(Superseded) Lapsed question accuracy remains iffy, despite retry and interval-shortening

==Update, 2021-04-12==
I don’t really believe this analysis anymore. It’s comparing two different user cohorts. For more recent analysis on lapses, see Demonstrated retention reliably bounds future recall attempts on Quantum Country. On retry, see Retry intervention produces substantial increases in early accuracy on Quantum Country.

If a reader forgets a question in a review session, we shorten that question’s interval so that they’re more likely to remember it during the next session in which it appears.

Question 1: Does shortening lapsed question intervals help readers remember? Or do people often just keep forgetting, over and over again?

Question 2: We recently added a related intervention: when a reader forgets a question during a review session, they’ll review it again in that session. Does that make readers more likely to remember the answer during the next session in which it appears?
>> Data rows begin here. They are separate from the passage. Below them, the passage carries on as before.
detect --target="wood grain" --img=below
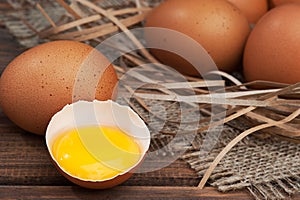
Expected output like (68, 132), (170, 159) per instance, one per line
(0, 186), (249, 200)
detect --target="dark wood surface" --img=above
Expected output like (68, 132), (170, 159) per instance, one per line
(0, 0), (300, 200)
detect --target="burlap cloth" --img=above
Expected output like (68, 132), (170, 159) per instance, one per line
(0, 0), (300, 199)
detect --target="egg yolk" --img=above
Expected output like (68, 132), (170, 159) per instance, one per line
(52, 126), (141, 180)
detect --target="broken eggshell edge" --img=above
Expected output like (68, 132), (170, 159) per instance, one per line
(45, 100), (151, 189)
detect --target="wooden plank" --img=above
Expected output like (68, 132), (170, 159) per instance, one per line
(0, 186), (252, 200)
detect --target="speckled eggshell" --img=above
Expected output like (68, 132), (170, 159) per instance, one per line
(0, 41), (117, 135)
(145, 0), (250, 76)
(228, 0), (268, 24)
(244, 4), (300, 84)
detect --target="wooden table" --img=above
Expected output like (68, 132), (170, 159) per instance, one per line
(0, 4), (300, 200)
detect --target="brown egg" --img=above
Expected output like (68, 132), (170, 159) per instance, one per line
(0, 41), (117, 135)
(244, 4), (300, 83)
(269, 0), (300, 8)
(145, 0), (250, 76)
(228, 0), (268, 24)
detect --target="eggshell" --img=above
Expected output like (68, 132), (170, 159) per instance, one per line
(228, 0), (268, 24)
(0, 41), (117, 135)
(269, 0), (300, 8)
(46, 100), (151, 189)
(244, 4), (300, 84)
(145, 0), (250, 76)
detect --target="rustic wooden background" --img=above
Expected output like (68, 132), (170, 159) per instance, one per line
(0, 0), (300, 200)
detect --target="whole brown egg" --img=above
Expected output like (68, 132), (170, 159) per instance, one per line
(228, 0), (268, 24)
(0, 41), (117, 135)
(145, 0), (250, 76)
(244, 4), (300, 84)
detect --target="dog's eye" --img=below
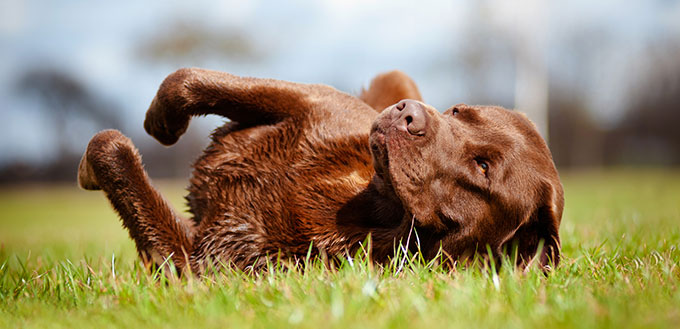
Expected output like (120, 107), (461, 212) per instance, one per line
(475, 159), (489, 175)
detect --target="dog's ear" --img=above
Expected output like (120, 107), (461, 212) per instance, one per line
(359, 71), (423, 112)
(503, 183), (564, 272)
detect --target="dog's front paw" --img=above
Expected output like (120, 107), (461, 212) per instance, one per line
(144, 69), (193, 145)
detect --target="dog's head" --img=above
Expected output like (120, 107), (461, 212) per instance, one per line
(370, 100), (564, 267)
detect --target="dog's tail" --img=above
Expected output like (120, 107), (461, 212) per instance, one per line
(359, 71), (423, 112)
(78, 130), (194, 270)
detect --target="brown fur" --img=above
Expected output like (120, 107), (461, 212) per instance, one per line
(79, 69), (563, 273)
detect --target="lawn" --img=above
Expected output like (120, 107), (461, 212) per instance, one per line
(0, 169), (680, 328)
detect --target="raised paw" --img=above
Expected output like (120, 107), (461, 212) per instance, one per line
(78, 129), (139, 190)
(144, 69), (194, 145)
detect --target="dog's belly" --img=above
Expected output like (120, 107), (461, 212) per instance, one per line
(187, 118), (373, 266)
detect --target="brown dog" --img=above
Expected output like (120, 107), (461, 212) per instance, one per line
(78, 69), (564, 273)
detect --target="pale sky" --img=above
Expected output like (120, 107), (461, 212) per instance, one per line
(0, 0), (680, 163)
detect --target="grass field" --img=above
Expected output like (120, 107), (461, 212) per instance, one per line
(0, 169), (680, 328)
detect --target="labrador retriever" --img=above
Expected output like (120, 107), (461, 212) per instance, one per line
(78, 69), (564, 273)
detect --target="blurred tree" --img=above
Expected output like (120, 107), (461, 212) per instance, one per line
(0, 67), (121, 182)
(606, 40), (680, 165)
(16, 68), (120, 156)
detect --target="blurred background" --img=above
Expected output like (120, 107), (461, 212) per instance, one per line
(0, 0), (680, 184)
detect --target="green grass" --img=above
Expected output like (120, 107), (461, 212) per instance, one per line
(0, 169), (680, 328)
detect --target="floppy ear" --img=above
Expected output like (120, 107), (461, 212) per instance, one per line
(504, 184), (564, 271)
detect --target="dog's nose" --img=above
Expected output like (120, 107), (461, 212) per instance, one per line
(392, 99), (428, 136)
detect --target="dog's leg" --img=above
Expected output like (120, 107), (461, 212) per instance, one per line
(78, 130), (194, 269)
(359, 71), (423, 112)
(144, 68), (366, 145)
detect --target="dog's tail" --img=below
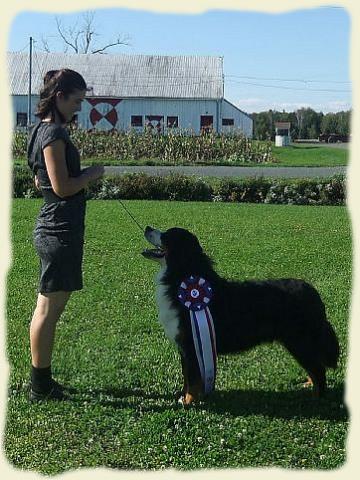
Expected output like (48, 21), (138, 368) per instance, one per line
(320, 319), (340, 368)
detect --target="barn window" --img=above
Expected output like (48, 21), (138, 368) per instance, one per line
(131, 115), (142, 127)
(166, 117), (179, 128)
(200, 115), (214, 132)
(16, 112), (27, 127)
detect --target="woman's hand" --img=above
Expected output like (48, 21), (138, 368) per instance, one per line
(83, 165), (105, 180)
(34, 175), (40, 190)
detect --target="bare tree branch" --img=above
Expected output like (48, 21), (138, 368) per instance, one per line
(50, 11), (130, 53)
(55, 17), (79, 53)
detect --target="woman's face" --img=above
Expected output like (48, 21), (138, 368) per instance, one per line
(56, 89), (86, 123)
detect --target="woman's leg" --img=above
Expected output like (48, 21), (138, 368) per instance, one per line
(30, 292), (71, 401)
(30, 292), (71, 368)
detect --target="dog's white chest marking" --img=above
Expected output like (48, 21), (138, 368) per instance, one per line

I can answer both of those questions at odnce. I’ll focus on forgotten questions at the 2-week level, since that’s the first level which (in our new schedule) will shorten subsequent review intervals when forgotten. If a new-schedule reader forgets a 5-day question, it stays at 5 days. Query 1

Here are the accuracy rates on “lapsed” 2-week questions, in their first non-retry review after they were forgotten:

New schedule, with retry: 79% ± 4.1% (95% CI: 75-83%); N=375
Old schedule, without retry: 74% ± 1.8% (95% CI: 72-76%); N=2347

==Update, 2020-03-07:==

New schedule, with retry: 78% ± 2.1% (95% CI: 76-80%); N=1553
Old schedule, without retry: 74% ± 1.8% (95% CI: 72-76%); N=2373

Question 1 analysis: does interval-shortening help?

These accuracy rates sit fairly low, compared to readers’ overall accuracy rates for questions at the 2-week level, which is 95% (N=71,475) Query 2. We’d expect these lapsed-question accuracies to be lower, but that’s a lot lower!

The lapsed-question accuracy rates remain similar at longer intervals (can’t compare with versus without retry—too little data):

1 month: 72% ± 2.4% (N=1369)
2 months: 75% ± 3.7% (N=516)

So, big-picture: if readers forget the answer to a question, they’re fairly likely (~1:4) to forget it again next time, roughly irrespective of interval.

This analysis doesn’t dig into whether it’s the same questions being forgotten over and over again for a given reader. That’d be interesting to know.

Question 2 analysis: does retry help?

It maybe helps a bit.

The confidence intervals overlap slightly, but I’d believe it’s a couple percentage points. (Also, the binomial confidence interval analysis here is wonky because individual lapsed question performance will be highly correlated within samples from an individual reader).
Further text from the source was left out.